Дальше заработала обычная шулерская схема. В первой партии Хомячков выиграл два хрустика. Кот предложил повысить ставки до трех, а затем до пяти хрустиков за очко. В эту ночь за директором остались все три партии. Из кошелька дрессировщика в кошелёк Константина Вадимовича перетекли целых двадцать семь хрустиков!
– У вас легкая лапа. Вам можно не работать, а только баловаться картишками. Будете сыт, пьян и нос в табаке, – сказал Мурлыга, и глаза его вспыхнули жёлтым огнём.
– Ещё партеечку, – предложил Хомячков, – по десятке.
– На эту ночь достаточно, – не согласился кот, и колода скрылась в саквояже.
– Тогда завтра?
– В ближайшие дни занят. Очередной сеанс во вторник.
– А как с попугаем?! Теперь он начнёт говорить?!
Дрессировщик, приподняв плед, посмотрел на сонного Григория.
– По какой-то причине, птица утратила интерес к разговору. Это серьезно, но не безнадёжно. Процесс излечения потребует времени и усилий. Начните работать с ним по методу погружения.

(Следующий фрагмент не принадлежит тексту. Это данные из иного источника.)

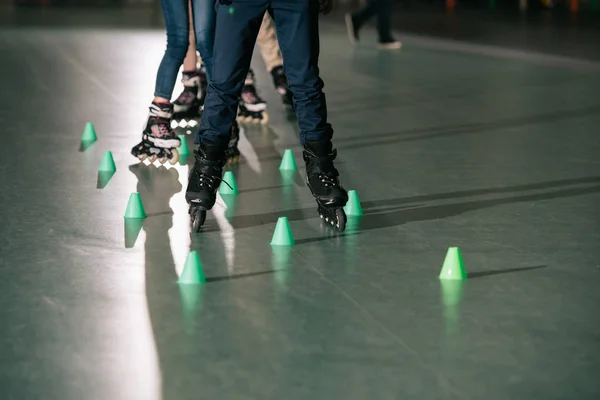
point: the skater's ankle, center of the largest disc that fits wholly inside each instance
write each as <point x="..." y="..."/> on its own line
<point x="160" y="100"/>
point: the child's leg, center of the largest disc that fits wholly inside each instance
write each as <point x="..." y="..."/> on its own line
<point x="268" y="45"/>
<point x="297" y="24"/>
<point x="176" y="20"/>
<point x="235" y="36"/>
<point x="271" y="54"/>
<point x="188" y="104"/>
<point x="204" y="28"/>
<point x="158" y="139"/>
<point x="189" y="64"/>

Рассказав директору про метод, Мурлыга шумно втянул в себя воздух.
– Что-то у вас здесь крысой попахивает.
– Да нет, вроде бы, никаких крыс. Лет сто назад, как рассказывают, жила какая-то белая крыса, но на самом деле её никто не видел и не слышал. Так, сказка-ужастик для маленьких. Иногда мышат припугиваем, чтобы не баловались.

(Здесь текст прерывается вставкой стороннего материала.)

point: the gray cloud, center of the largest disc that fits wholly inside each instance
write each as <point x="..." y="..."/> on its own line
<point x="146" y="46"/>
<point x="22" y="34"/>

23. Рыжий чёрт в мышиной школе
В половине десятого утра Филиппу Павловичу позвонил дежурный.
– Товарищ майор, к вам на приём опять астроном просится.
– Какой астроном?
– Лысый кот, пенсионер… вы его недавно принимали… говорит, что у него какую-то бумагу украли. Пускать?
– Пусть зайдёт.
* * *
Оказавшись в кабинете начальника отделения, Кошкин первым делом извлёк из тубуса бронзовую трубу телескопа.

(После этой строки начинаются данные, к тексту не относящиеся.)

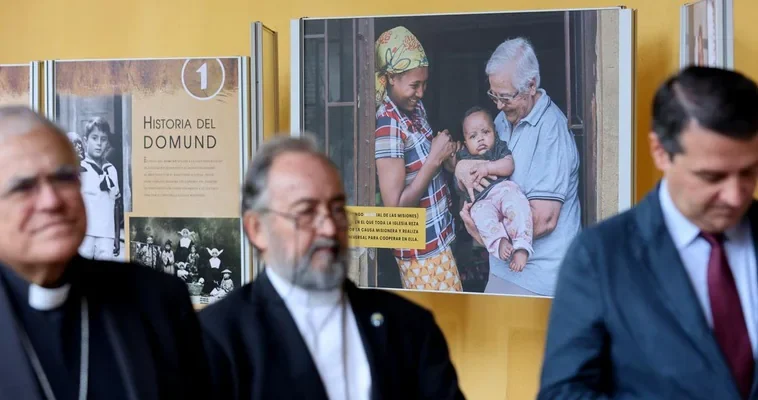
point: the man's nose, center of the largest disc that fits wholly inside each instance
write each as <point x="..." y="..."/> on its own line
<point x="48" y="198"/>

– Было, а теперь нет. Можете сами убедиться. – с этими словами астроном пристроил телескоп на стуле, и перед начальником отделения оказался тёмный обшарпанный футляр. – Смотрите, не стесняйтесь.
Майор из вежливости заглянул в тёмное отверстие, и на него пахнуло таким острым запахом старой, залежавшейся кожи и плесени, что он зажмурился и чихнул:
– Извините.
– Будьте здоровы.
– Спасибо.
– Видите, ничего нет, – пенсионер забрал тубус, сунул внутрь лапу, поскреб когтями, – нет, как нет! Можете ещё раз заглянуть.
– Спасибо, одного раза достаточно, – Палыч деликатно отодвинул от себя футляр. – Чего нет, Василий Феофанович?
– У меня здесь была запрятана схема клада – триста двадцать семь килограммов золота… я про неё вашему сержанту говорил… а теперь нет. Телескоп вот на стуле, а бумаги нет. Не понимаю, куда она могла деться?! Тубус всё время при мне, а схема, как сквозь землю провалилась. Не иначе, чёрт, который в мышиной школе появился, спёр. Больше некому.
– Какой ещё чёрт в мышиной школе?!
– Самый обыкновенный, рыжий, по ночам играет с директором в карты, меня принял за своего кореша Ваську, обнимал, махал панамой и, наверное, украл.